The Department of Communications` shortage of senior management - 40% less than the full complement - severely hampered its ability to deliver on its mandate, department director-general Lyndall Shope-Mafole said today.

She made the statement while presenting the department`s strategic plan for 2005-2008 to the parliamentary portfolio committee on communications.

However, Shope-Mafole said major strides have been made in restructuring and reorganising the department, the granting of the second national operator licence, policy announcements removing Telkom`s monopoly, submission of the Convergence Bill, reviewing of the funding strategy for the public broadcaster, finalisation of the universal service postal addresses roll-out and issuing of six underserviced area licences.

The department`s medium-term strategy themes were formed by President Thabo Mbeki`s 2005 state of the nation address. The strategy takes into account ICT environment developments, namely the need for a liberalised industry characterised by convergence and rapid technological developments, and the need to lower ICT input costs and increased investment in the economy. She said the challenges the department will face in the next three years are:

* Development of a broadband strategy.

* Digitisation of the electronic communications network.

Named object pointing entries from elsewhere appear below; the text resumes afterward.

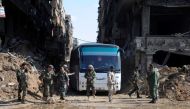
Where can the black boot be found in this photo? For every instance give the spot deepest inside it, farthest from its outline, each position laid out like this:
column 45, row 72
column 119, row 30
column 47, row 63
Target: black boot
column 153, row 101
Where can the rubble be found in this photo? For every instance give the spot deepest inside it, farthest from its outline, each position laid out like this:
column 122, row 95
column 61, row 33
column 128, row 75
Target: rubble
column 176, row 85
column 10, row 61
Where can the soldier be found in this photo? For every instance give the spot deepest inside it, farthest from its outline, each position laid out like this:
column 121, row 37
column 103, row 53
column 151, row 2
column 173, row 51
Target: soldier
column 63, row 82
column 111, row 83
column 135, row 83
column 47, row 79
column 90, row 75
column 22, row 78
column 153, row 80
column 67, row 71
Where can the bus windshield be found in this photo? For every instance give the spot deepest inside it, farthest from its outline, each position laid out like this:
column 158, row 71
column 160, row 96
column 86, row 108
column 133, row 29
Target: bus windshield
column 101, row 63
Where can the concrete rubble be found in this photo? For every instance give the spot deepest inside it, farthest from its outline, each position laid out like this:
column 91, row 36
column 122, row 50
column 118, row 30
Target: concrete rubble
column 10, row 61
column 174, row 83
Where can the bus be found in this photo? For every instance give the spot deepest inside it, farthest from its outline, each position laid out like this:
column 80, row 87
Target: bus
column 101, row 56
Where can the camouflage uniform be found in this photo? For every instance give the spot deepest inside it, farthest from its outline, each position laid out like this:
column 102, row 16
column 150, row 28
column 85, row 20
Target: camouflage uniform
column 154, row 84
column 63, row 82
column 48, row 85
column 90, row 75
column 135, row 83
column 110, row 83
column 22, row 79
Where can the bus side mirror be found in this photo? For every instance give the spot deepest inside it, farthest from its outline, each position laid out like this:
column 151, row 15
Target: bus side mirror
column 122, row 53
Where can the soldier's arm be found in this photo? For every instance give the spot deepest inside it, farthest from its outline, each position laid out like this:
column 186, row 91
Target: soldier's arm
column 17, row 75
column 85, row 75
column 94, row 75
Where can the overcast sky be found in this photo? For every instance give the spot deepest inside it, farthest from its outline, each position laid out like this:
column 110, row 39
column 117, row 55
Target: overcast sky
column 84, row 15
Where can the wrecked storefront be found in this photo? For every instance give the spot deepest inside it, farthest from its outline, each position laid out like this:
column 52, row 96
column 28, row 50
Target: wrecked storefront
column 41, row 22
column 148, row 30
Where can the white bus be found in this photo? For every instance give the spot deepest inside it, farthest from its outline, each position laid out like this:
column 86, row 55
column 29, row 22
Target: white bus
column 101, row 56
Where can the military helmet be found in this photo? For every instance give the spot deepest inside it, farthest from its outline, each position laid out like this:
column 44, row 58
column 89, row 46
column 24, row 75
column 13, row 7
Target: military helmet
column 90, row 67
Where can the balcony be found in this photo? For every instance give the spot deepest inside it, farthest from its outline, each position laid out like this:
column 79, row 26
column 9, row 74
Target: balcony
column 172, row 44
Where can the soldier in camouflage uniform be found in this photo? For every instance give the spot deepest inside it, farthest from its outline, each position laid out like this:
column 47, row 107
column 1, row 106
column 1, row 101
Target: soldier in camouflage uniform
column 22, row 78
column 47, row 79
column 153, row 80
column 63, row 82
column 90, row 75
column 111, row 83
column 135, row 83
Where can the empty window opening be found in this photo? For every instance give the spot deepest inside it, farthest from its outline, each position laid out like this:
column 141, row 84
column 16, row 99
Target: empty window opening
column 168, row 21
column 171, row 59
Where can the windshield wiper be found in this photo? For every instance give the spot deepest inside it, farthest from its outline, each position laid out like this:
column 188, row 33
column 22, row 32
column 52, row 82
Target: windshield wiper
column 102, row 68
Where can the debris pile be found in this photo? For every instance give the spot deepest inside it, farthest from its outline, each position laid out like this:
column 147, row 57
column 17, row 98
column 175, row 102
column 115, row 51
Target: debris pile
column 10, row 60
column 175, row 83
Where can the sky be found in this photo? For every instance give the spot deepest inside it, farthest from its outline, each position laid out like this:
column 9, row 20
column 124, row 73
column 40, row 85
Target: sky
column 84, row 15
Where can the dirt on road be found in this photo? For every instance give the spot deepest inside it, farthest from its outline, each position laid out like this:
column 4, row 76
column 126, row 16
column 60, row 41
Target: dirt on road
column 120, row 101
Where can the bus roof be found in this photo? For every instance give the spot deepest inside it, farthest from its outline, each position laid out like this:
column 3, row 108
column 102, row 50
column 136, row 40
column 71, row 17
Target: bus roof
column 98, row 44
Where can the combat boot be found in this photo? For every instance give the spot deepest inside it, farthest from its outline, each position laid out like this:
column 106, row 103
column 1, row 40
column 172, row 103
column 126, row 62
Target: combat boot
column 153, row 101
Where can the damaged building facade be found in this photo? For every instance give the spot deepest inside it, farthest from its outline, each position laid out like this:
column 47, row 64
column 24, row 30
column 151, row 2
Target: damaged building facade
column 148, row 30
column 42, row 22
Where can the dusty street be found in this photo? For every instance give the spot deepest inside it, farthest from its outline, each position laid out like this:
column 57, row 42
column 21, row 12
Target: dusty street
column 120, row 101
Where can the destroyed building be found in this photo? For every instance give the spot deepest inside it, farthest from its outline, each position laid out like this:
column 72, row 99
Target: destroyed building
column 43, row 23
column 148, row 30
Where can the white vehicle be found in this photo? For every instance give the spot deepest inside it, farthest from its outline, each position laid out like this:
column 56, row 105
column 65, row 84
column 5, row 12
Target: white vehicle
column 101, row 56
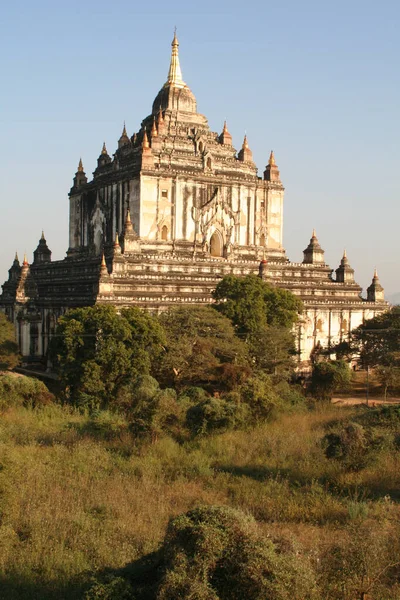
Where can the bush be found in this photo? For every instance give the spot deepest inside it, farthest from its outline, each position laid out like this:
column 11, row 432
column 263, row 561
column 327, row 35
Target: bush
column 215, row 414
column 18, row 390
column 330, row 377
column 349, row 444
column 218, row 553
column 9, row 355
column 259, row 394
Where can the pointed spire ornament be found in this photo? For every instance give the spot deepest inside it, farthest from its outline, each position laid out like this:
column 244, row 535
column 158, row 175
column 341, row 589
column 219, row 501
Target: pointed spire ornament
column 245, row 154
column 175, row 73
column 128, row 222
column 103, row 266
column 314, row 254
column 344, row 273
column 145, row 143
column 375, row 292
column 271, row 161
column 225, row 137
column 154, row 131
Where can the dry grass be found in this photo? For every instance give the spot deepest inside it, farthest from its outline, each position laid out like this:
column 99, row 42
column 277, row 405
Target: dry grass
column 73, row 501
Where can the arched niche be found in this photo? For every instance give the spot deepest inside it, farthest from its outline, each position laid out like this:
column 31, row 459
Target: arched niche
column 164, row 232
column 216, row 244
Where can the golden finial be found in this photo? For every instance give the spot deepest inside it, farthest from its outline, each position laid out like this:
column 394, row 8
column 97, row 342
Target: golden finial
column 175, row 73
column 271, row 161
column 145, row 143
column 154, row 132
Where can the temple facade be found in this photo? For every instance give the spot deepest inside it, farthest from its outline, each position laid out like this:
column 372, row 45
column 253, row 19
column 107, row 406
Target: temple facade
column 170, row 213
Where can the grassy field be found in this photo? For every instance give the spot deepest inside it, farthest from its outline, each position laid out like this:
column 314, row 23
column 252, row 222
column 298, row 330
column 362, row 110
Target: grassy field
column 78, row 495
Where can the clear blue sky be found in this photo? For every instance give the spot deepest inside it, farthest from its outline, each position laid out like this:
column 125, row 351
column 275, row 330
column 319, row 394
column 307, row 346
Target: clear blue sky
column 318, row 82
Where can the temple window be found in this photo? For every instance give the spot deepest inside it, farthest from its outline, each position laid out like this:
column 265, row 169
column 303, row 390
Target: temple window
column 216, row 244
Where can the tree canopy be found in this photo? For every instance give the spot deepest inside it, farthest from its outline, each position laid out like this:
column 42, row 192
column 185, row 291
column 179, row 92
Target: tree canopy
column 378, row 339
column 201, row 349
column 9, row 355
column 251, row 303
column 98, row 351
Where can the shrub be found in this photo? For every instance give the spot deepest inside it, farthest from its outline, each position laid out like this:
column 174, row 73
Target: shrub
column 218, row 553
column 9, row 355
column 215, row 414
column 259, row 395
column 330, row 377
column 18, row 390
column 348, row 444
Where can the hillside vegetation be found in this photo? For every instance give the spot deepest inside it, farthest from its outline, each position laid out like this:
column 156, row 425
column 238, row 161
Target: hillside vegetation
column 180, row 460
column 85, row 506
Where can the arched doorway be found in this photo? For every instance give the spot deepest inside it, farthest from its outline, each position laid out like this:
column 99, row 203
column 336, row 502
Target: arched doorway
column 164, row 232
column 216, row 245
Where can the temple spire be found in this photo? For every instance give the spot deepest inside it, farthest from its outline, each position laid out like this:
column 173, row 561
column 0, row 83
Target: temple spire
column 145, row 143
column 154, row 132
column 271, row 161
column 175, row 73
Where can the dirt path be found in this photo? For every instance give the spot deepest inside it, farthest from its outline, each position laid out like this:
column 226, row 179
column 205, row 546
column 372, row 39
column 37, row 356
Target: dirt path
column 372, row 401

* Repositioning of the post office and post bank.

* Review of universal service provision in telecommunication, broadcasting and postal services.

* Finalisation of the black empowerment charter.

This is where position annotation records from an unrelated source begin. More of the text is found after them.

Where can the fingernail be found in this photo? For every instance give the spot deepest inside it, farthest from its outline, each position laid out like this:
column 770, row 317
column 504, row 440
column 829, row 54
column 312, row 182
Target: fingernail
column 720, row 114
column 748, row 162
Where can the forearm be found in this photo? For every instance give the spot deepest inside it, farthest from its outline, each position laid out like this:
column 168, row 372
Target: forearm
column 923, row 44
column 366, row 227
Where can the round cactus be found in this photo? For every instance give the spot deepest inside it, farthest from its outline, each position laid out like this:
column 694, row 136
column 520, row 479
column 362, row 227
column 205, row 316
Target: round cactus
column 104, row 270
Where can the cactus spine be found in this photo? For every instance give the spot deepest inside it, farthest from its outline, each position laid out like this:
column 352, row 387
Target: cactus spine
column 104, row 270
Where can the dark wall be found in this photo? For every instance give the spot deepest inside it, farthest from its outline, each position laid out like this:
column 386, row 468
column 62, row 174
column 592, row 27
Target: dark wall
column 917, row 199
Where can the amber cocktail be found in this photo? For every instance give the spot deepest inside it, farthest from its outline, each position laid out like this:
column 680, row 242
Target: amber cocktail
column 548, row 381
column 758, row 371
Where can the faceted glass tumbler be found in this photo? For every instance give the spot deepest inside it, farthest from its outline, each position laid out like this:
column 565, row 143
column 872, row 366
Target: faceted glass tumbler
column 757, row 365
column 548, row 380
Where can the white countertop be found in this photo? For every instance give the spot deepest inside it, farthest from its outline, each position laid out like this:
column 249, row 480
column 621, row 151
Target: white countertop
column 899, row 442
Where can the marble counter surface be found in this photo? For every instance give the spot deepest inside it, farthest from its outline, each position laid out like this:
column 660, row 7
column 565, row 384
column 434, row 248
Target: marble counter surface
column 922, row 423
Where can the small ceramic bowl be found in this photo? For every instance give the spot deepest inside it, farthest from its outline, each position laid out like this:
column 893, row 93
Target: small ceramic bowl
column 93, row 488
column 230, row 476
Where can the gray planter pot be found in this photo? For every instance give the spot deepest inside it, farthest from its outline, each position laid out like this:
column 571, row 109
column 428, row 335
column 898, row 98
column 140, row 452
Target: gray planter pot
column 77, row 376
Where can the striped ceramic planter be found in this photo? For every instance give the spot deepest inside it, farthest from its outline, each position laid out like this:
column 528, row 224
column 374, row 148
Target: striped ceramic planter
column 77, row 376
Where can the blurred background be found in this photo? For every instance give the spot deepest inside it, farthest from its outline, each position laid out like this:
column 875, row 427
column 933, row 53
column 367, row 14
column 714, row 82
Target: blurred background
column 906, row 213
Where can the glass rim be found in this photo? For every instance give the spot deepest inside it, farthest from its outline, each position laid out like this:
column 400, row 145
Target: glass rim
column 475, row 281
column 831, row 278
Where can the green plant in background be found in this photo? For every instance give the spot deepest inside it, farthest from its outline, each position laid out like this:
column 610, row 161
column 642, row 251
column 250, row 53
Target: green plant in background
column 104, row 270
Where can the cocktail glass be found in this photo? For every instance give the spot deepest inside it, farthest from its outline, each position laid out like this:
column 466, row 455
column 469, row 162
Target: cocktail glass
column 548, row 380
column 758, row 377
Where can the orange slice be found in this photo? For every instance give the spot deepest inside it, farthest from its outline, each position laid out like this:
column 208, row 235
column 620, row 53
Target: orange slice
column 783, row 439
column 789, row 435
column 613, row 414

She says the department`s strategies will focus on the following broad themes:

* Achievement of higher rates of investment in the South African economy through reducing the cost of doing business.

* Increased competitiveness of the economy through contributing to its modernisation.

* Broad-based participation in the economy through facilitating small and medium enterprise/black empowerment participation in the ICT industry.

* State delivery capacity improvement through e-government.

* Contributing to a better world through ICT-based second economy interventions.

The department`s key performance areas will be policy development, innovative applications and research, strategic policy co-ordination and integration, financial management, organisational excellence and operations.

In terms of the medium-term expenditure framework, Shope-Mafole said the department`s budget is expected to fall from R1.7 billion in 2004/05 to R1 billion in 2005/06. It is then expected to rise slowly to R1.2 billion in 2007/08.

Expenditure trends show that a once-off allocation of R54 million was made in 2002/03 to settle an outstanding loan from the SABC and to accommodate start-up costs.

There was also an allocation of R36.7 million in that year to purchase infrastructure for the new 112 emergency call centre. In 2003/04, R40 million was allocated to the SABC to fund the closure of the Bophuthatswana Broadcasting Corporation.

The department`s 2005 budget has set out additional allocations of R103 million for 2005/06, R158 million for 2006/07 and R163 million for 2007/08 to fund the new deputy ministry, the re-capitalisation of the SABC and the Independent Communications Authority of SA (ICASA).

The department received R186.8 million in dividends from Telkom in 2003/04 and R228.3 million in 2004/05. It expects dividends from Telkom to increase steadily over the next three years. Similarly, the department expects licence fee revenue collected by ICASA to increase steadily over the next three years.